Crawford got a role as a stand-in for the movie “Bus Stop,” which was filmed just north of Ketchum. And he had the opportunity to date Marilyn Monroe while she was filming the movie.

“He noted they were both Geminis,” recounted Laura Musbach.

Crawford was also reputed to have dated the first Playboy bunny.

One of those he taught to ski was Herbert Allen Jr., who took a shine to Crawford and flew him on  adventures around the world. Allen not only shared stock tips with Crawford but paid him handsomely to stroll from event to event at the annual Allen & Company conference in Sun Valley, to ensure things were going good.

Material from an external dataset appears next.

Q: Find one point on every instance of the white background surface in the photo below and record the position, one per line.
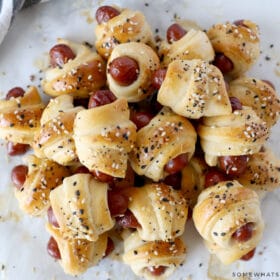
(23, 239)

The Musbachs bought a two-foot-tall sculpture of a howling coyote to the gathering that one of Crawford’s friends had brought him from Mexico.

“He called himself the lone wolf so this fit him perfectly,” said Laura Musbach.

An avid reader, Crawford could often be found in front of The Community Library’s fireplace in his latter years.

Simon said he often participated in mixed doubles tennis that Crawford organized.

“He’d often put me with the ex-wife of a man I’d defended in their divorce trial so I learned to say simply, ‘Hi, I’m Ed,’ and ‘No, I don’t have a last name’ when they asked who I was,” he said. “But, as a tennis pro, Jack was patient and kind. He never told me I was a lousy tennis player.”